I pulled data from Zillow for the houses in Boseman, Montana. (My sister is looking at possibly moving there)
necessaryPackages <- c("rvest", "tidyverse")
new.packages <- necessaryPackages[
!(necessaryPackages %in% installed.packages()[,"Package"])]
if(length(new.packages)) install.packages(new.packages)
lapply(necessaryPackages, require, character.only = TRUE)
## Loading required package: rvest
## Warning: package 'rvest' was built under R version 3.6.3
## Loading required package: xml2
## Loading required package: tidyverse
## Warning: package 'tidyverse' was built under R version 3.6.3
## -- Attaching packages --------------------------------------------------- tidyverse 1.3.0 --
## v ggplot2 3.2.1 v purrr 0.3.3
## v tibble 2.1.3 v dplyr 0.8.3
## v tidyr 1.0.2 v stringr 1.4.0
## v readr 1.3.1 v forcats 0.4.0
## -- Conflicts ------------------------------------------------------ tidyverse_conflicts() --
## x dplyr::filter() masks stats::filter()
## x readr::guess_encoding() masks rvest::guess_encoding()
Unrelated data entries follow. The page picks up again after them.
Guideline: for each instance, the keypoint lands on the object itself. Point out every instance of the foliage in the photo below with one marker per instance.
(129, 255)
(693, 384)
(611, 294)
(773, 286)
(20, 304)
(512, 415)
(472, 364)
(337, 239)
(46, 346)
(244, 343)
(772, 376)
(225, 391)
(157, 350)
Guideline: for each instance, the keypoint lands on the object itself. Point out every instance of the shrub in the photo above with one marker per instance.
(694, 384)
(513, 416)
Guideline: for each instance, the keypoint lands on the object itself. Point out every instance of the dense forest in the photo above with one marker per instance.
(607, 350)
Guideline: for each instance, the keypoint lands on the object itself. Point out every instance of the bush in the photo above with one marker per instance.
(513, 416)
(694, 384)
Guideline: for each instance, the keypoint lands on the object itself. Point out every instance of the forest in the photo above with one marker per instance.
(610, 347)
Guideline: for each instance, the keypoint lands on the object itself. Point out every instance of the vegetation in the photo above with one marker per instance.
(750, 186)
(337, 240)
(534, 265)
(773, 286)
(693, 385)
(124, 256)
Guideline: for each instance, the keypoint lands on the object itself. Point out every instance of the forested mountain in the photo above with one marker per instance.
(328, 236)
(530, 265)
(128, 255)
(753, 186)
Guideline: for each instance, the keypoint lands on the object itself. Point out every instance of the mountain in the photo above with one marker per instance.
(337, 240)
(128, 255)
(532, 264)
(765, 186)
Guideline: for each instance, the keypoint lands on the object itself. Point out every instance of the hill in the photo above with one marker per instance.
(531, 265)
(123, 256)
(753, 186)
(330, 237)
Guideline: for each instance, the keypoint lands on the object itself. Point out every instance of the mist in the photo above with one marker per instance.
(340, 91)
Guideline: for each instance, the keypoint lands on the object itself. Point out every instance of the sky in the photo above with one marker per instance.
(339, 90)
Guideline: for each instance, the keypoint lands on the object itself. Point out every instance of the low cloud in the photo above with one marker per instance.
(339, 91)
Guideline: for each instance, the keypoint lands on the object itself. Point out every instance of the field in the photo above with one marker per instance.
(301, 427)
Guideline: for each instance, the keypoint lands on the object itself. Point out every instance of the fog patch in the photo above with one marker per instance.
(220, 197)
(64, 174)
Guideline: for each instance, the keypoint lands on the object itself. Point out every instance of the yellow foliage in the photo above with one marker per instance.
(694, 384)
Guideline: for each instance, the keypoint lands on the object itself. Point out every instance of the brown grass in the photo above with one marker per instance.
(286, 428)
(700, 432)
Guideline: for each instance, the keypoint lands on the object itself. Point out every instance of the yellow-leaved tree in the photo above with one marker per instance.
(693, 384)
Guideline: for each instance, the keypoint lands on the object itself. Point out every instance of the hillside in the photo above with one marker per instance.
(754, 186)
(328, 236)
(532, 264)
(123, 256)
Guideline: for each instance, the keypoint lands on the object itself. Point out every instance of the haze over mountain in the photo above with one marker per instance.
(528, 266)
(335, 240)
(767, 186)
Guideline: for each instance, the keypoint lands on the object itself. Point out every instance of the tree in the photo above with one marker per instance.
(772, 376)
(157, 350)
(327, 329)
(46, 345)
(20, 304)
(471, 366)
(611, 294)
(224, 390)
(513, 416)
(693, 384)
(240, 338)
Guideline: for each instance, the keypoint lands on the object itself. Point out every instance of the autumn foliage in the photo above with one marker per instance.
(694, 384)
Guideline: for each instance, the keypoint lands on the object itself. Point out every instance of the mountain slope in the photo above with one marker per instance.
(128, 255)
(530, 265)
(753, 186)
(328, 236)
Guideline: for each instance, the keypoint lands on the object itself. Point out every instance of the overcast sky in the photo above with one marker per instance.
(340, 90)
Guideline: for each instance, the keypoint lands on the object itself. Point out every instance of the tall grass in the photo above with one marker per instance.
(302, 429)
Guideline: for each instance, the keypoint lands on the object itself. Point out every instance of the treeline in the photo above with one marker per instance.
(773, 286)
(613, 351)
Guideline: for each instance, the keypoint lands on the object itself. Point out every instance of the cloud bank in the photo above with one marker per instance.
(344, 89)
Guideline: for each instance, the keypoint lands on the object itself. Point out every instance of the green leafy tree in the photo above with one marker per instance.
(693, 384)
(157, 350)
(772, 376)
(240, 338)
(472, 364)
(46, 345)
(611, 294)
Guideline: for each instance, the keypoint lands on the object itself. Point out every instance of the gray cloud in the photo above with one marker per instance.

## x dplyr::lag() masks stats::lag()
## x purrr::pluck() masks rvest::pluck()
## [[1]]
## [1] TRUE
##
## [[2]]
## [1] TRUE
library(dplyr)
#making the links
links <-c()
#split via the 'current page' number
beg <- "https://www.zillow.com/bozeman-mt/houses/?searchQueryState={%22pagination%22:{%22currentPage%22:"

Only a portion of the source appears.